Ces sortes de démonstrations politiques où il s’agit de montrer que le parti proposé est plus avantageux à l’État que le parti opposé dépendent uniquement du plus grand nombre d’avantages et d’avantages plus importants et du plus petit nombre d’inconvénients et moins grands qui se trouvent dans le parti le plus avantageux, c’est une espèce de balancement d’avantages contre avantages, d’inconvénients contre inconvénients, qui doit se réduire à une démonstration arithmétique.
PREMIER AVANTAGE
Plus de sûreté contre les guerres civiles
1° Dans le système présent de l’impolice européenne où l’on a à craindre les guerres civiles, plus la capitale sera grande et peuplée, plus il serait aisé de l’affamer si elle se révoltait, donc ou bien il n’y naîtra point de révoltes, ou bien elles seront calmées en peu de jours par l’environnement des troupes qui en fermeraient les avenues.
2° Plus la capitale sera grande, plus il sera difficile de l’envelopper d’ouvrages suffisants, de fortifications, et de remplir ses magasins ; on ne la regardera donc jamais dans l’État comme une place de guerre, mais comme une place ouverte de tous côtés, qui doit être soumise dans le moment aux troupes qui l’environnent.
3° Une ville, où il n’y a ni armes défensives ni armes offensives, ni magasins de vivres, ni munitions de guerre, ni garnison, ni officiers, ni habitants disciplinés, ni fortifications, ne saurait prendre le parti de se révolter, et de résister à de bonnes troupes, qui peuvent arriver de tous côtés pour l’envelopper.
4° Pour plus grande sûreté contre les révoltes, il serait facile au roi d’avoir aux différentes avenues deux lieues au-dessus et au-dessous de la rivière de la capitale et sur les grandes routes plusieurs petits camps fortifiés avec des casernes et du canon.
5° Si la plupart des magistrats, si le gros des bourgeois ont une grande partie de leur revenu sur le roi, si les principaux habitants ont des charges et des pensions qui dépendent de la Cour, ils auront tous des motifs puissants pour suivre l’esprit de soumission.
Donc plus la capitale sera grande, peuplée, sans garnison, sans fortifications, sans munitions, sans armes, sans discipline militaire, sans officiers, plus il y aura de créanciers du roi, plus aussi elle sera soumise, et facile à soumettre à son prince ; or de la soumission dépend la tranquillité de l’État qui est la base du bonheur des sujets.
SECOND AVANTAGE
Plus la capitale sera soumise, plus les provinces seront soumises
Il est sûr que les villes des provinces se règlent presque toujours sur la conduite et sur l’exemple de la capitale, particulièrement lorsqu’elle sera très grande, très peuplée et très bien policée.

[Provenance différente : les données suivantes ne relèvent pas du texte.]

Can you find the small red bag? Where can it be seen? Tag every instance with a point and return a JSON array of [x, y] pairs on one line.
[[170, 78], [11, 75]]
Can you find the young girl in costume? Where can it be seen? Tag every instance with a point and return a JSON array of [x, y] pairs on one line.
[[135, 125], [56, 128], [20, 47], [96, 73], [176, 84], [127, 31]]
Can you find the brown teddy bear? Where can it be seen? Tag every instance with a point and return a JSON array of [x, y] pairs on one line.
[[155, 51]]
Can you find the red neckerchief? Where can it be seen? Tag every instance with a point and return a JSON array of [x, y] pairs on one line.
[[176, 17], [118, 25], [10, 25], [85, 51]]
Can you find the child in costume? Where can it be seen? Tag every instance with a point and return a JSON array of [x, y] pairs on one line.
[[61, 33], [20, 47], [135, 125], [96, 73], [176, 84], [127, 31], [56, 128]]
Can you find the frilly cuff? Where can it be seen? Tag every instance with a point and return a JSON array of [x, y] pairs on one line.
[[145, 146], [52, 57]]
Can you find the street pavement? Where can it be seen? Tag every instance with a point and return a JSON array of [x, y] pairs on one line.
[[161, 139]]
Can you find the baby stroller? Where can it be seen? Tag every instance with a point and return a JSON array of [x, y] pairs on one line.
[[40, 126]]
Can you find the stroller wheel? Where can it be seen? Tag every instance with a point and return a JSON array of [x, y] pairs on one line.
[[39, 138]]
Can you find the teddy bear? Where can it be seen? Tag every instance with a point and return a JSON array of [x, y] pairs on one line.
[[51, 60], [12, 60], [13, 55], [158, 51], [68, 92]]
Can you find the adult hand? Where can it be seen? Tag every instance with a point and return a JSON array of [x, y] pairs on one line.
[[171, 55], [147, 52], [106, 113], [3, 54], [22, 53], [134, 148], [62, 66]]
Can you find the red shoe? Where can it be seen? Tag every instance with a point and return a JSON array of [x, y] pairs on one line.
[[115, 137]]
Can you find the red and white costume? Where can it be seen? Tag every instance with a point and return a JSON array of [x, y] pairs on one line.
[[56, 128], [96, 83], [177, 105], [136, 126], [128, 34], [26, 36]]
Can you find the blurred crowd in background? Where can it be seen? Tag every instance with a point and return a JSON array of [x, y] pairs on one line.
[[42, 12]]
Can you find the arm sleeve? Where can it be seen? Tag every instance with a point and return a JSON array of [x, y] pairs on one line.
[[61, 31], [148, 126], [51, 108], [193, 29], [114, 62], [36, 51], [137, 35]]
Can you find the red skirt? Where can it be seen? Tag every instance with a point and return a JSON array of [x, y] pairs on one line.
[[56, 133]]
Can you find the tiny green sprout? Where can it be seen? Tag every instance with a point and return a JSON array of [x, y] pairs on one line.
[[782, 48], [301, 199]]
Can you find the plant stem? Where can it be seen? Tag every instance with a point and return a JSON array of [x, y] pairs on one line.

D’ailleurs les habitants de la capitale sont la plupart les seigneurs les plus riches des provinces mêmes ; or si elles étaient tentées de résister, les seigneurs serviraient à ramener plus facilement les révoltés à leur devoir : on peut donc soutenir que plus la capitale sera grande et peuplée de seigneurs, plus il sera facile au roi de contenir les provinces dans l’obéissance.
TROISIÈME AVANTAGE
Plus de sûreté contre les guerres étrangères
1° Dans une grande capitale comme Londres et comme Paris on y trouve la moitié de ce qu’il y a de plus riches habitants dans l’État, dans toutes les professions, et dans tous les ordres, ils ont et plus de la moitié des richesses en espèces et presque tout le crédit de l’État ; or il n’y a personne qui ne voie que c’est un très grand avantage que d’avoir pour la défense et pour la conservation de l’État la plus grande partie des moyens rassemblés en une seule ville pour lever plus promptement des troupes dans les provinces, et on sait qu’à la guerre, le reste étant égal, c’est presque toujours la célérité à attaquer qui décide de la supériorité ; celui qui attaque marche en ordre et avec confiance, surprend l’ennemi, l’intimide, le met facilement en désordre et le bat.
2° Les richesses mobiles étant tirées hors de la ville dans les temps de craintes et d’alarmes, il n’y restera presque rien à piller, et même le vainqueur n’a aucun intérêt ni de piller ni de brûler une capitale qui se soumet naturellement au plus fort comme un village sans défense ; il n’en est pas de même des capitales qui sont fortifiées et qui résistent longtemps aux victorieux, la plupart sont ou pillées ou brûlées ; ainsi sa faiblesse devient son salut et la cause de sa longue durée.
QUATRIÈME AVANTAGE
Le progrès de la raison et des connaissances utiles en sera beaucoup plus grand
En général le grand progrès de la raison et de ses dépendances est un grand avantage pour un peuple, nous l’avons prouvé dans les observations préliminaires, ainsi il est extrêmement de l’intérêt du roi de faire en sorte que son peuple devienne en moins de temps beaucoup moins ignorant ou beaucoup plus savant que les autres peuples, surtout du côté des matières les plus utiles à la société.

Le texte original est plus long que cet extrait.